Eigentlich ist es in der zweiten Oktoberhälfte schon ein wenig kalt für Open-Air-Konzerte. Für die schwedischen Hardrockerinnen von Thundermother bewahrheitet sich ihr Tourmotto „Heat Wave“ jedoch an diesem Mittwochabend. Dank überraschend warmer Temperaturen und dem weitgehenden Ausbleiben des angekündigten Sturms muss auf der Terrasse des Jovel Clubs niemand frieren. Auf der Bühne hingegen tobt im positivsten Sinne ein musikalisches Donnerwetter.
Sowohl dem Bandnamen als auch dem Motto der Tour werden die vier Damen dann auch mehr als gerecht. Dass Thundermother als wohl einzige Band auch während Corona allen Widrigkeiten trotzen und ausgiebig unterwegs sind, hat uns Schlagzeugerin Emlee Johansson bereits im Interview verraten. Besser als mit dem Opener „Whatever“ könnte man diesen Abend also kaum einläuten. Dabei wird vom ersten Ton an klar, dass hier keine halben Sachen gemacht werden oder des coronabedingt an Tischen sitzenden Publikums wegen gar mit Halbgas gefahren würde.

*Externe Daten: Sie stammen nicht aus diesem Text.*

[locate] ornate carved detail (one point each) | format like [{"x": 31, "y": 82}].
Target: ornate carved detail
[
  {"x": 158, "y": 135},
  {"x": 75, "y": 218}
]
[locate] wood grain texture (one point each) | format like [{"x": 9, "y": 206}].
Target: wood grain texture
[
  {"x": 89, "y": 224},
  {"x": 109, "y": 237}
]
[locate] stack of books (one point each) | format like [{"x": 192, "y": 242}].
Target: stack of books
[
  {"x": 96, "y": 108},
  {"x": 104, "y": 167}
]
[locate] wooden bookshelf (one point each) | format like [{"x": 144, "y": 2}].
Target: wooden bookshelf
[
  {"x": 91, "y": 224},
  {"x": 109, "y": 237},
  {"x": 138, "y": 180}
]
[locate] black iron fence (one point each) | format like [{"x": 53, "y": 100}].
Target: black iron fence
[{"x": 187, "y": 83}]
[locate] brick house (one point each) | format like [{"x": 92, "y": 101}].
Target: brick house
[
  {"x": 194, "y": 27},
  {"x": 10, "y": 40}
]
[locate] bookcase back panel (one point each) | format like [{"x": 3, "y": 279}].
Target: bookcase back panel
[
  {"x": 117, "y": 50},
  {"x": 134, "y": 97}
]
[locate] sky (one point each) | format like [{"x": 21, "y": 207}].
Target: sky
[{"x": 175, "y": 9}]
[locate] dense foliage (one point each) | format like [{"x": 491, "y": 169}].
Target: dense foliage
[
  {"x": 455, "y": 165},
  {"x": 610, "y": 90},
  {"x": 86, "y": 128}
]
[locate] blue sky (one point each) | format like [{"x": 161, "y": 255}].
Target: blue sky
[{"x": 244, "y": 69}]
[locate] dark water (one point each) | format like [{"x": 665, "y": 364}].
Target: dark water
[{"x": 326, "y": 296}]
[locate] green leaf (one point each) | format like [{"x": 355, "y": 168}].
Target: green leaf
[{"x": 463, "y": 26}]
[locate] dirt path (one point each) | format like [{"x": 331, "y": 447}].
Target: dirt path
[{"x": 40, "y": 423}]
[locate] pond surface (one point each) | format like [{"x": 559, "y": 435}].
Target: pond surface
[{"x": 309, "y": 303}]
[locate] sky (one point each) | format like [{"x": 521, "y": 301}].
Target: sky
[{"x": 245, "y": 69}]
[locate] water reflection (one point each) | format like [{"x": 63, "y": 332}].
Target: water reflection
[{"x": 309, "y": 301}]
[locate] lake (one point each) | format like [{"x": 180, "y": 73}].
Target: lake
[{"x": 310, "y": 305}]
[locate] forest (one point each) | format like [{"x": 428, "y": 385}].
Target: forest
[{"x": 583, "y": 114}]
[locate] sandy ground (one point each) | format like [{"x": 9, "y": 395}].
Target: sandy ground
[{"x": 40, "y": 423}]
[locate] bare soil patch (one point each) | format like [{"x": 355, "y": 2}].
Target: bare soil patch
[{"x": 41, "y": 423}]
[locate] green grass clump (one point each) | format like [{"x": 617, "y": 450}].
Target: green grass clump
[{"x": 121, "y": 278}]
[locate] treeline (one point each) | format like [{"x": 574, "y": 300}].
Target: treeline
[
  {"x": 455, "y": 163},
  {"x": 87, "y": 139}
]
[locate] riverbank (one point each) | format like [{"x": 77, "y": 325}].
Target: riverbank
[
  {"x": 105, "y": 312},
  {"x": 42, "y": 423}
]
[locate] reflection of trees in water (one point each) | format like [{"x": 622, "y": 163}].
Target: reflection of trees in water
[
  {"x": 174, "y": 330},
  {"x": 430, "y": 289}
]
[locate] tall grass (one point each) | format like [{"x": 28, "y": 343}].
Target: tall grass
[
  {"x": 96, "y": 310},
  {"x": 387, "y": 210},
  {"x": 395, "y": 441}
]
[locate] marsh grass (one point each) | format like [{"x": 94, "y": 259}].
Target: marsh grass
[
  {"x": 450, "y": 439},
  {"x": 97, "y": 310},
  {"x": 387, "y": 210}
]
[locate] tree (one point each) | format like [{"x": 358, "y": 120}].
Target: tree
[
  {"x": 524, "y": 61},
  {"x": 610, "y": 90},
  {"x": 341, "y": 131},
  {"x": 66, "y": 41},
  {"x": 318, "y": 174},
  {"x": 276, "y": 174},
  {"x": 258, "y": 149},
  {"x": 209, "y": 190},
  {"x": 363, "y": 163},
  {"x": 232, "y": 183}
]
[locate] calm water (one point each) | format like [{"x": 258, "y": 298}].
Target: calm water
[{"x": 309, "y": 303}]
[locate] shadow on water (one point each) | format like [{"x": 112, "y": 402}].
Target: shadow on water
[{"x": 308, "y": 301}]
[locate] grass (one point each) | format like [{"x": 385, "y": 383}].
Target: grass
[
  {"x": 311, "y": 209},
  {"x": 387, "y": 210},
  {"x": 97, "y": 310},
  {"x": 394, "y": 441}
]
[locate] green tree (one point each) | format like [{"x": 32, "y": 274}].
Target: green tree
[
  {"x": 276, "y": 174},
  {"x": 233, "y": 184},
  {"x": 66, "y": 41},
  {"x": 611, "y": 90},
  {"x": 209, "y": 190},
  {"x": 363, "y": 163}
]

Vielleicht sogar noch ein wenig spielfreudiger als sonst – immerhin ist Münster der Tourauftakt des dritten Teils der „Heat Wave“-Tour – beginnt ein Streifzug durch das bisherige Schaffen der Band, jedoch mit besonderem Fokus auf das neue, Ende Juli erschienene Album. Besonders positiv fällt hierbei die Rhythmusgruppe auf. Während Emlee Johansson in feinster Bonham-Manier ebenso energisch wie präzise auf ihr Schlagzeug eindrischt, vollendet Bassistin Majsan Lindberg das Sound-Fundament mit knurrendem, aber überaus druckvollem Bass.

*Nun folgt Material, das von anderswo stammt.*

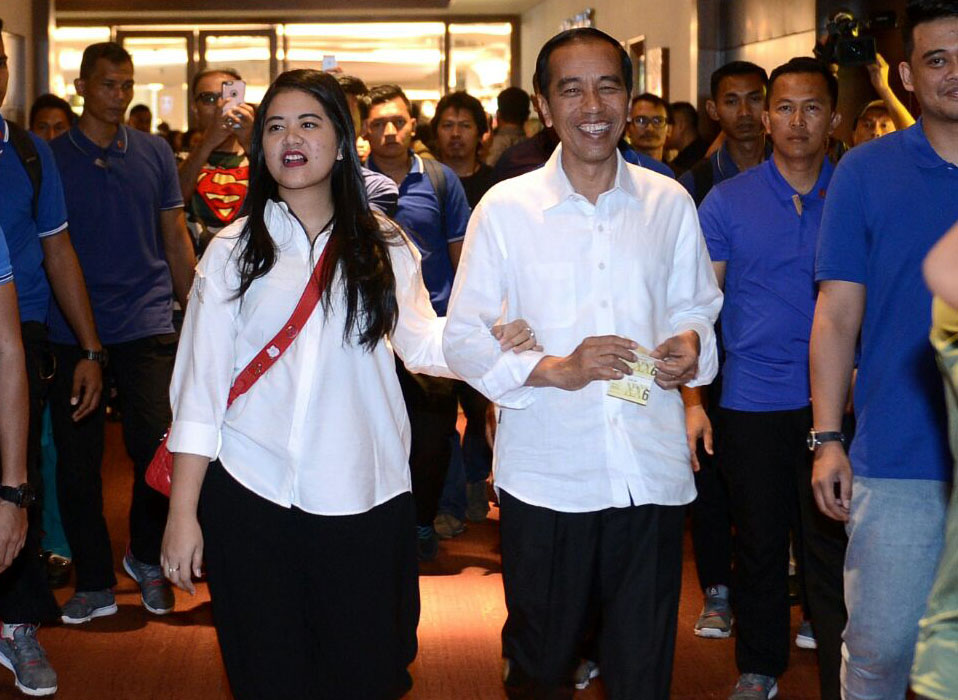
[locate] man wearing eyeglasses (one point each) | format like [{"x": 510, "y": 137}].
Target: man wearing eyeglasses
[
  {"x": 650, "y": 123},
  {"x": 433, "y": 212},
  {"x": 215, "y": 175}
]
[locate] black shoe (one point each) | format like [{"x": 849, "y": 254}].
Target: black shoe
[
  {"x": 58, "y": 569},
  {"x": 427, "y": 543}
]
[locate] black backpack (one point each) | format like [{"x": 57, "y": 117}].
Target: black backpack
[{"x": 30, "y": 157}]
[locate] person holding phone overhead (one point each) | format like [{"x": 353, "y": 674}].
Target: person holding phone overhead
[
  {"x": 302, "y": 483},
  {"x": 214, "y": 175}
]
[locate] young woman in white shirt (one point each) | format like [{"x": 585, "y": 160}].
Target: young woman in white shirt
[{"x": 298, "y": 494}]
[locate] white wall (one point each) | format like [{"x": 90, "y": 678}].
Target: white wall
[
  {"x": 676, "y": 29},
  {"x": 18, "y": 20}
]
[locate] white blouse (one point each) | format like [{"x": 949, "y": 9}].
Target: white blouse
[
  {"x": 633, "y": 264},
  {"x": 325, "y": 429}
]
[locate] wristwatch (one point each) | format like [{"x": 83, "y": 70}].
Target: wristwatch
[
  {"x": 99, "y": 356},
  {"x": 21, "y": 496},
  {"x": 817, "y": 439}
]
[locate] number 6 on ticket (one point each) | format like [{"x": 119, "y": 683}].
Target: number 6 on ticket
[{"x": 635, "y": 387}]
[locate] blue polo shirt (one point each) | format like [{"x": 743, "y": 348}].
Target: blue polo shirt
[
  {"x": 752, "y": 223},
  {"x": 891, "y": 199},
  {"x": 419, "y": 214},
  {"x": 6, "y": 270},
  {"x": 22, "y": 231},
  {"x": 115, "y": 196},
  {"x": 723, "y": 168}
]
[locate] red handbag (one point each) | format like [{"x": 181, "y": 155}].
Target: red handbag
[{"x": 159, "y": 473}]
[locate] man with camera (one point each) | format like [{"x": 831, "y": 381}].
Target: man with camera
[{"x": 215, "y": 175}]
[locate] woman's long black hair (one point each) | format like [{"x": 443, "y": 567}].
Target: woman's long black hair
[{"x": 359, "y": 240}]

Den rauen, aber ausgesprochen passenden Sound komplettiert Gitarristin Filippa Nässil, die Ihre Virtuosität unter anderem im Solo zu „Hellevator“ mit Auszügen aus dem „Mission Impossible“-Thema und dem Iron-Maiden-Klassiker „The Trooper“ und ihrem, selbstverständlich maskiert und mit Abstand durchgeführten, Spaziergang durchs Publikum unter Beweis stellt. Sängerin Guernica Mancini, die sich ob der recht geringen Deckenhöhe der Bühne zeitweise wie King Kong fühlt, überzeugt von Anfang an mit ihrem stimmlichen Repertoire zwischen druckvoller Klarheit und rotziger Rock‘n‘Roll-Röhre.
Die großen Vorbilder der Schwedinnen hört man dabei immer heraus, jedoch auf unverwechselbare Art interpretiert. Während der geradlinige und durchweg auf den Punkt gespielte Groove auch AC/DC stolz machen würde, scheint neben einigen Van-Halen-Anleihen im Gitarrenspiel vor allem eine große Liebe zu hartem Rock‘n‘Roll im Stil von Motörhead durch, deren ikonischem Frontmann Lemmy Kilmister in „Deal With The Devil“ eine würdige Hommage zuteil wird.
Dass aus diesen Einflüssen ein eigenständiger Sound mit ohrwurmtauglichen Songs erwachsen ist, zeigen vor allem die Highlights des „Heat Wave“-Albums. Während „Into The Mud“ eine Hymne an den Festivalschlamm ist – Besucher des Wacken Open Air sind mit diesem besonderen Kitt, der die Metal-Community zusammenhält, bestens vertraut – beweist „Dog From Hell“ auch live die Qualitäten, die ein zukünftiger Klassiker braucht: hier stimmen Groove, Wiedererkennungswert und Text.
Den Biergarten als Austragungsort dieser Veranstaltung vergisst man als Zuschauer vor allem dann ganz schnell, wenn mit „Revival“ eine lupenreine Stadionhymne durch den Innenhof fegt. Mit „Driving In Style“ geht es dann mit Vollgas auf das Ende des Abends zu, bevor zum Beastie-Boys-Cover „Fight For Your Right“ von Band und Publikum noch einmal – zumindest im Rahmen der coronabedingt eingeschränkten Möglichkeiten – alles gegeben wird. Insgesamt ist der Abend ein lautstarker Beweis dafür, dass sich Durchhaltevermögen und eine unbedingte Liebe zur Musik und zum Rock‘n‘Roll auch in schwierigen Zeiten sowohl für das Publikum als auch für die Band auszahlen können.